Last week KMOV reported that a “non-profit agency” commissioned by the Midwest China Hub Commission had conducted a study about export opportunities from a proposed “Aerotropolis,” and determined that “shipping meat from Lambert [Airport] to China is feasible…” (emphasis mine).

The Midwest China Hub Commission hired the National Center for Beef Excellence to examine how much beef and pork could be exported to China via Lambert. The NCBE says a China hub at Lambert could send up to 11 million pounds of meat to China.

The news report in its entirety:

We’ve discussed again and again how beef is ineligible for export to China. The NCBE’s use of the word “meat” is nondescript enough to suggest beef can be exported without admitting that it can’t, and when “beef” is evoked specifically in KMOV’s discussion here, it’s always in the context that it “could” mean “big bucks” for the state, presumably in the same way that someone “could” make a lot of money distilling bathtub alcohol if it were legal to sell it. That’s a crafty way for the NCBE to announce its findings without spilling the beans about beef, but it doesn’t really add anything to the conversation on Aerotropolis.

Then there’s the question of the study itself: Namely, where is it? We asked the China Hub Commission about getting a copy of the NCBE report, and in about a day we’d received in the mail a stack of various, unpaginated NCBE documents that related to the China Hub, but did not include anything that looked like a study or that supported the substance of the news reports about it — namely, that 11 million pounds of meat could be exported to China after lawmakers passed the Aerotropolis legislation.

So far, no one else we’ve asked has been able to find the report, including those who covered it. Where, precisely, is this study? If nobody has a finalized copy or even a draft copy of what was reported, why… was anything reported? Or better yet, how was it reported?

There were some very revealing details that we did find in that pile of China Hub documents, however. More on that shortly.

So, Does This Mean Taxpayers Will Own Half of Stifel Nicolaus’ New Building?

For Saint Louisans, it’s a Good News/Bad News/Worse News sort of situation. The Good News? One of the region’s big employers, Stifel Nicolaus, is expanding its operations downtown and buying its building. So far, the situation sounds very good indeed. The Bad News? It means that Stifel won’t be moving into Ballpark Village, a development headache that’s plagued the downtown area for years.
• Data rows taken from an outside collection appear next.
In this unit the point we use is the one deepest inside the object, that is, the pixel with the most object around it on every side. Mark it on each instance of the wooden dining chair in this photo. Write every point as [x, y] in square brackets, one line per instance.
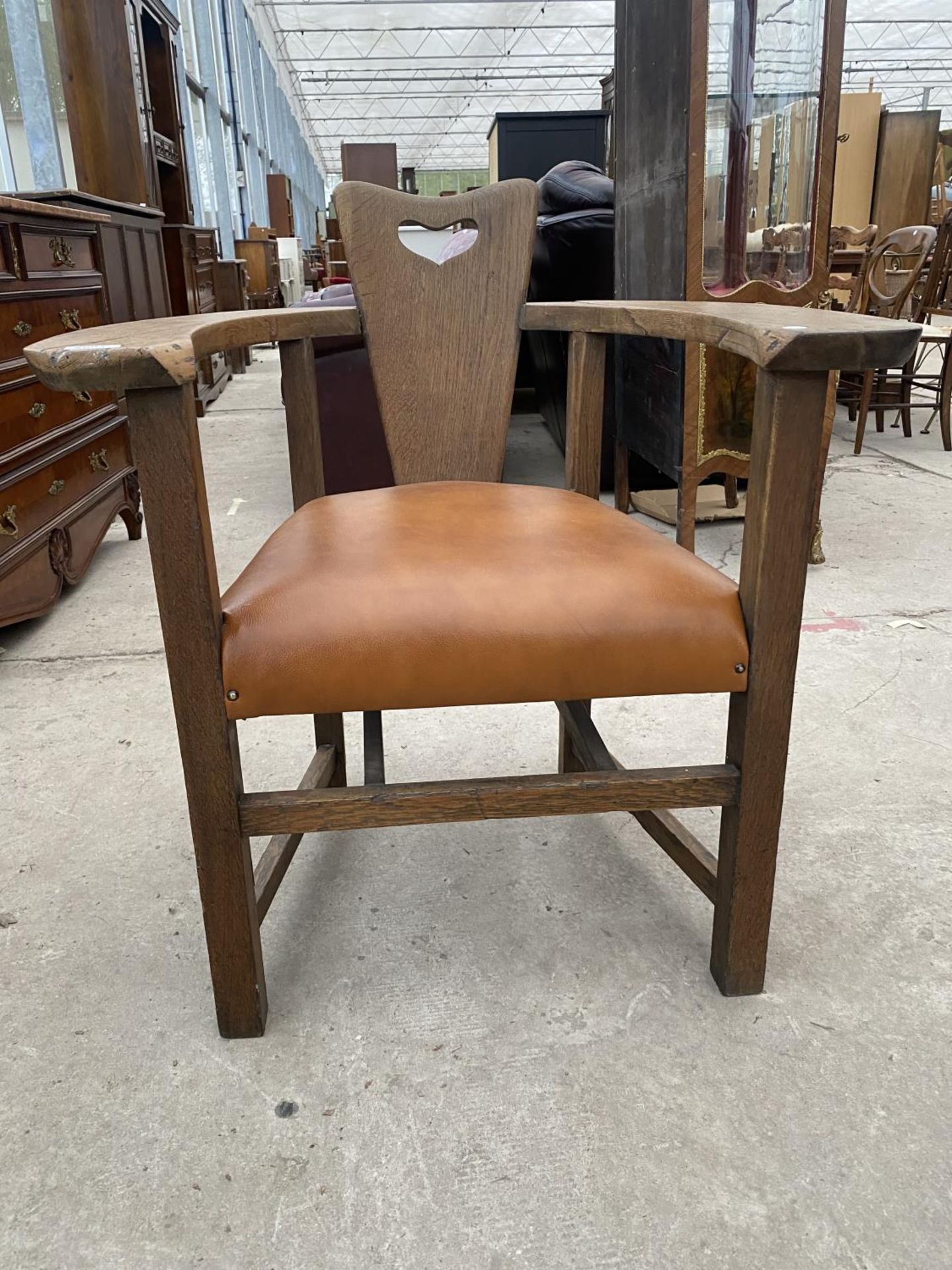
[454, 589]
[892, 271]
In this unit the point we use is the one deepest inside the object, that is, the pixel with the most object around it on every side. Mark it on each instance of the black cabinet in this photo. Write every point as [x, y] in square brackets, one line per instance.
[530, 144]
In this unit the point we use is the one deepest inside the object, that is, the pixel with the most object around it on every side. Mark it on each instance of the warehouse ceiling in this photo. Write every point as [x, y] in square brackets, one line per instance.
[430, 77]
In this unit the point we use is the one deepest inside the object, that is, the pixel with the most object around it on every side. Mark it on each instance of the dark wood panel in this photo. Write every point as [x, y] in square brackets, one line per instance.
[374, 161]
[905, 160]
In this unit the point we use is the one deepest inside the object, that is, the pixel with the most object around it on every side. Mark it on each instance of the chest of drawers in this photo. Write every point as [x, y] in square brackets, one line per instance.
[65, 462]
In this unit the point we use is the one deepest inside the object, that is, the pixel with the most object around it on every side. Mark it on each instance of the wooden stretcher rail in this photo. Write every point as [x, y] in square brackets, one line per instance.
[433, 802]
[676, 839]
[281, 850]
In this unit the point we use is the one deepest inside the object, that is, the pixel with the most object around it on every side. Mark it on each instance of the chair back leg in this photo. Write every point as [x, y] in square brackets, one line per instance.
[777, 531]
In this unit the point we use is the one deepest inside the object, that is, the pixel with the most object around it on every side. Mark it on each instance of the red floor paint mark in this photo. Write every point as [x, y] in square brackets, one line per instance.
[834, 624]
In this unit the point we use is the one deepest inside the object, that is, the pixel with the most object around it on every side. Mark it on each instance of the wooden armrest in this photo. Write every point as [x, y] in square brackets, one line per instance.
[163, 352]
[775, 337]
The Worse News? It looks like taxpayers could end up paying almost as much for Stifel’s new business plan as Stifel is.

In this case, according to the application, Stifel is seeking $2.8 million in Build Missouri Bonds, a state program designed to defray the cost of expansions. That request will go before the Missouri Development Finance Board next week.

The company also plans to apply for $2.6 million in Missouri Quality Jobs tax credits, which reimburse companies that create jobs paying above-average wages.

Stifel predicts the average new employee will earn $65,000 a year.

From the city of St. Louis, it plans to request a $15 million allocation of federal New Markets Tax Credits, which translates into $3 million in equity for the project. Stifel also will seek property and earnings tax breaks worth $5 million over 10 years, and up to $500,000 a year in breaks on other local taxes — though Stifel agreed to make payments to St. Louis Public Schools.

Much of that aid, including all the state incentives, are dependent on Stifel actually creating the jobs it is promising. All of it, after expenses are counted for, will amount to $17.1 million in public financing for the $35 million project. The rest will come out of Stifel’s pocket.  (Emphasis mine).

“The rest will come out of Stifel’s pocket.” Thankfully.

The Post-Dispatch’s Bill McClellan highlights the contradiction at play here.

Of all the businesses that ought to understand the business of business, it’s Stifel. It’s a brokerage and investment banking firm. The people who run Stifel profess a belief in capitalism.

Except, of course, when it comes to their own affairs. Risk and reward? Nonsense! No investment without incentives.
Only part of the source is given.